Embedding Space Visualizer
Run the Embedding Space Visualizer Fullscreen
Edit the MicroSim with the p5.js editor
About This MicroSim
This visualization demonstrates how words are represented as vectors in an embedding space. In real language models like Word2Vec, GloVe, or transformer embeddings, words with similar meanings cluster together in high-dimensional space.

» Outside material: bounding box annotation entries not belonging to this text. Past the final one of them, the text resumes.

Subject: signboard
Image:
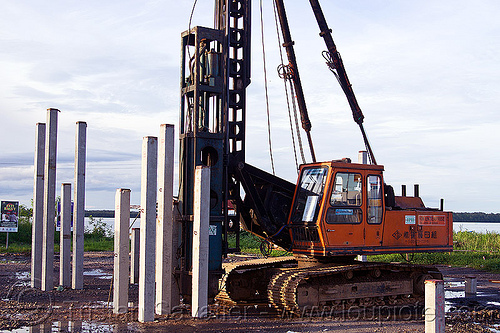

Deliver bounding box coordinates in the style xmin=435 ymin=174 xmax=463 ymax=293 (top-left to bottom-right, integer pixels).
xmin=0 ymin=201 xmax=19 ymax=232
xmin=56 ymin=201 xmax=75 ymax=231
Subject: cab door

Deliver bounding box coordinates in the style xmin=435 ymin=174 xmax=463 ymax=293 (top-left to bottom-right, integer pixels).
xmin=364 ymin=174 xmax=384 ymax=246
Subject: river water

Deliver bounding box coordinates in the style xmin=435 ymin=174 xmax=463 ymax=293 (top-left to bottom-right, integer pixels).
xmin=85 ymin=218 xmax=500 ymax=234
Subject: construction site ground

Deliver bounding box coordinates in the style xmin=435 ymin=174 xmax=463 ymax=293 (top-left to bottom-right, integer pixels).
xmin=0 ymin=252 xmax=500 ymax=333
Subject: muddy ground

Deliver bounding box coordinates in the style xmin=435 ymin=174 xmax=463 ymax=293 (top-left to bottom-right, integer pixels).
xmin=0 ymin=252 xmax=500 ymax=333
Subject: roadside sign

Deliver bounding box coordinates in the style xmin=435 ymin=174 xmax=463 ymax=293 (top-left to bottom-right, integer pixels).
xmin=56 ymin=201 xmax=75 ymax=231
xmin=0 ymin=201 xmax=19 ymax=232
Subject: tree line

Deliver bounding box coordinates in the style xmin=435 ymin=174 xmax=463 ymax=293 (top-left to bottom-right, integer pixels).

This simplified 2D visualization shows:
- Word Clusters: Words from similar categories (colors, animals, countries, numbers, food) naturally group together
- Semantic Relationships: Click on any word and use "Find Similar" to see its nearest neighbors
- Vector Space Structure: The coordinate system shows how embeddings map discrete words to continuous vectors
How to Use
- Pan: Click and drag on empty space to move around the embedding space
- Zoom: Use the slider or mouse wheel to zoom in/out
- Select Word: Click on any word point to select it
- Find Neighbors: With a word selected, click "Find Similar" to highlight the 5 nearest words
- Show Labels: Toggle the checkbox to display all word labels
Key Concepts
Embeddings
An embedding maps discrete tokens (like words) to continuous vectors:
\[e: \{1, 2, \ldots, V\} \to \mathbb{R}^d\]
Semantic Similarity
Words with similar meanings have vectors that are close in the embedding space. This proximity can be measured using:
- Euclidean distance: \(d(\mathbf{u}, \mathbf{v}) = \|\mathbf{u} - \mathbf{v}\|_2\)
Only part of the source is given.